Relations between the four may become more important in the real world & not just based on some sentimental attachment & shared history.
As a common (although legally distinct) institution the crown might take on a new lease of life.
Just a thought. Not too political for the RF's I hope.
It would be great if posters from Canada, Australia and New Zealand could give their perspective on the topic. If you allow me, however, I would like to comment briefly on the situation in North America in particular.
According to the Wikipedia, the United States accounted in 2018 for 76.2 % of Canadian exports and 52.2 % of its imports. Geography and the relative size of the economies of the two countries make it virtually impossible for Canada not to have an economy that is closely integrated to the US, especially in some manufacturing sectors like motor vehicles and auto parts where Canadian industry consists mostly of cross-border American transplants, sometimes in neighboring cities on the two sides of the border.
Nevertheless, my humble impression is that Canada and the US always had a somewhat difficult relationship, which was actually openly hostile before the American Civil War (when the possible annexation of parts of British North America by the US was still a real threat) and turned friendly, but never "warm" later. English Canada was originally settled by the American loyalists following the War of Independence in the 13 colonies and Canada clung to the Crown and, later, to the Empire not least because it saw it as a defense against US expansionism and a way to reaffirm a distinct identity from the Americans.
For the French Canadians, on the other hand, it was a matter of national survival: despite Quebec's recent flirtation with separatism over the past 50 years, the historic truth is that the Crown, starting with the Quebec Act of 1774 (denounced BTW by Jefferson in the US Declaration of Independence) and, then, much later, the BNA Act of 1867, which created the Confederation, offered the French Canadians a reasonable compromise, which enabled them to survive as a minority preserving their distinct language, culture and civil law in a much bigger Anglophone North America. Needless to say, under the United States, that would have been impossible as they would have been inevitably "assimilated" as other minorities were in the territories that the US gained from France, Spain and Mexico.

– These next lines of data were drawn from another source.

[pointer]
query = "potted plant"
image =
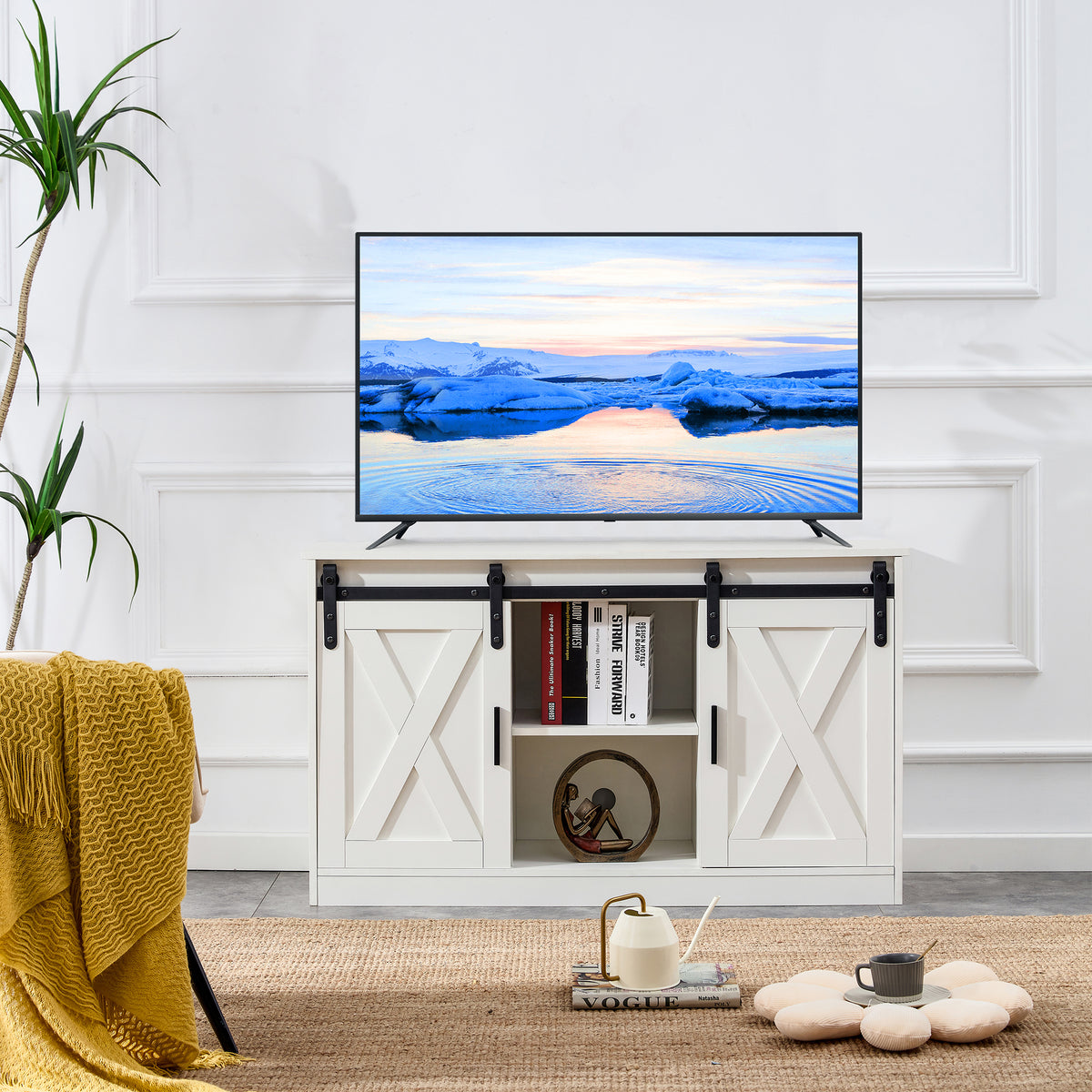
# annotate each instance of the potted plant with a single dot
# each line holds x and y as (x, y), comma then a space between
(64, 150)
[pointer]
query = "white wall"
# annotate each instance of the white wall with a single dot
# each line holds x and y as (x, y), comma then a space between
(205, 331)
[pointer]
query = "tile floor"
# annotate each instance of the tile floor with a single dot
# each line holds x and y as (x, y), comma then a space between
(926, 895)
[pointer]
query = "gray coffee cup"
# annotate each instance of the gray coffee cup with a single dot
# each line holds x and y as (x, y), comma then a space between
(898, 977)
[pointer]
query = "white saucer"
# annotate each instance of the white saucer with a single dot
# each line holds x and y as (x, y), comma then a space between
(860, 996)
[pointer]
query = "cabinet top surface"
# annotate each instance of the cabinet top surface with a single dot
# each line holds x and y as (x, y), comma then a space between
(577, 549)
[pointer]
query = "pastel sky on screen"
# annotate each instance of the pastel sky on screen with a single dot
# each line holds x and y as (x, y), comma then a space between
(591, 295)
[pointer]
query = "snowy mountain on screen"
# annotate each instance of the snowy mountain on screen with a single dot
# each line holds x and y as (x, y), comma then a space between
(393, 360)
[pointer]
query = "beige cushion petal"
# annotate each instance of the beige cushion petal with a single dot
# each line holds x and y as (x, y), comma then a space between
(828, 1019)
(958, 973)
(834, 980)
(959, 1020)
(1015, 999)
(895, 1026)
(770, 999)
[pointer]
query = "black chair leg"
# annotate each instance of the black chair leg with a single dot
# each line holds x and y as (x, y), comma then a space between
(207, 998)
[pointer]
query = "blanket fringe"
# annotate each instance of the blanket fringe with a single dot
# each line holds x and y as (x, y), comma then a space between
(33, 785)
(217, 1059)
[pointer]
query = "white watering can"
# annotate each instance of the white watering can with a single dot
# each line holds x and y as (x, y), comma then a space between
(644, 947)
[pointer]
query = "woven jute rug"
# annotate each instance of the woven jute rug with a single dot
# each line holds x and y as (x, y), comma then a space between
(484, 1005)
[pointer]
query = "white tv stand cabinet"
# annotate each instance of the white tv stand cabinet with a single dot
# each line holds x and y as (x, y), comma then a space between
(775, 740)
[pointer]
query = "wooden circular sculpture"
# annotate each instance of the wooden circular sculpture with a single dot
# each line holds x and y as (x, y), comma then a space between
(579, 825)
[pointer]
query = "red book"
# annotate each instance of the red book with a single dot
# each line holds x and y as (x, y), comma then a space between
(551, 639)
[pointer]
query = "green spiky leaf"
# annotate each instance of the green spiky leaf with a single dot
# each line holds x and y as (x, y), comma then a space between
(42, 513)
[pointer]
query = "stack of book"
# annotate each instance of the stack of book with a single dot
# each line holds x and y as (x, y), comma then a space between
(703, 986)
(596, 663)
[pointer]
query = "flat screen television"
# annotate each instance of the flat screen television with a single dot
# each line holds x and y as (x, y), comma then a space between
(609, 376)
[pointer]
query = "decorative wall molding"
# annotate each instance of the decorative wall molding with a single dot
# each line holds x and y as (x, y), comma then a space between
(1020, 476)
(157, 480)
(252, 851)
(1018, 278)
(317, 385)
(1004, 853)
(978, 378)
(931, 753)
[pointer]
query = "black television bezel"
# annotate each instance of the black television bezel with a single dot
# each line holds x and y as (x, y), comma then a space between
(601, 517)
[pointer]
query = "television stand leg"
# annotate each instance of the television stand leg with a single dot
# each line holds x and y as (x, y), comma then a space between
(820, 531)
(393, 533)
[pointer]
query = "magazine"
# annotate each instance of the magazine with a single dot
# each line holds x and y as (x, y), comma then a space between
(702, 986)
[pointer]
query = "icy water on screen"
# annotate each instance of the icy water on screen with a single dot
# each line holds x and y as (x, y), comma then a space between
(612, 461)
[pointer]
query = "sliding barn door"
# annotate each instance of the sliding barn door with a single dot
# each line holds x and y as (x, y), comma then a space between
(809, 733)
(405, 722)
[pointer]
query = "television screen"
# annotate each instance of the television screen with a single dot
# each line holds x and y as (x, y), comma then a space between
(609, 376)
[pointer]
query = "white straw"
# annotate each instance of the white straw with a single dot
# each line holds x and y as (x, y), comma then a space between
(704, 916)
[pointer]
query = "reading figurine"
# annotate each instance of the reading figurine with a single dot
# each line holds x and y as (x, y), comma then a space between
(583, 824)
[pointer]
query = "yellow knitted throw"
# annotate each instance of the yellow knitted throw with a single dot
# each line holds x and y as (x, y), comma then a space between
(96, 760)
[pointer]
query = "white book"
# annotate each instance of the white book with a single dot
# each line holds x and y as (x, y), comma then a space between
(616, 654)
(599, 669)
(639, 669)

Nowadays, I don't think the Crown has the same importance in the collective national mindset and most Canadians are probably at best indifferent to it. However, Canada has been able (in my opinion successfully) to turn the Crown and the Queen into national Canadian institutions with characteristics that differ from those in the UK. We see it for example in the Canadian system of national honors, which replaced most of the old imperial orders (except for the Order of Merit and the Royal Victorian Order_ the latter only at grades of Commander or below), and in the role that the Governor General, as the Crown's representative, came to assume in the administration of that system (which is still established incidentally by LPs issued by the Queen).
Overall, I see the monarchy lasting longer in Canada than in Australia for example, not only because it is constitutionally difficult to abolish it (it requires the consent of the federal Parliament and of all 10 provinces), but because there is no good reason to do it and no alternative system to put in place which all regions of the country and all ethnic groups within the country can agree on. Unsurprisingly, unlike in Australia or New Zealand, there is no major Canadian political party calling for a republic now. Whether that will change when Queen Elizabeth II passes away, it remains to be seen.